E-Cigarettes May Increase Risk of Addiction to Cocaine and Other Drugs: Researchers

    e-cigarette 10-7-13

    E-cigarettes may increase the risk of addiction to cocaine and other drugs, nicotine researchers suggest in this week’s New England Journal of Medicine.

    While e-cigarettes eliminate some of the health risks associated with regular cigarettes, they are pure nicotine-delivery devices, with the same effects on the brain as cigarettes, according to the wife-husband research team Denise and Eric Kandel. They say e-cigarettes can serve as a “gateway drug,” making people more likely to use and become addicted to drugs, Time reports.

    The Kandels note that epidemiologic studies have shown that nicotine use is a gateway to the use of marijuana and cocaine in human populations. In earlier research in mice, the Kandels found nicotine dramatically enhanced the effect of cocaine. Denise’s research suggests nicotine may have a similar effect in humans.
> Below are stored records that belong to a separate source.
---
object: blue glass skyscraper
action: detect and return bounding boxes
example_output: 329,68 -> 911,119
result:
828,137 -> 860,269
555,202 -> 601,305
She found most people who started using cocaine were also smoking. She also found the rate of cocaine dependence was highest among users who started using cocaine after having smoked cigarettes. Dependence was much lower among people who had begun using cocaine before they started smoking and among those who had never smoked more than 100 cigarettes.

    While the typical e-cigarette user is described as a long-term smoker who is unable to stop smoking, e-cigarette use is increasing among teens and young adults, the Kandels note.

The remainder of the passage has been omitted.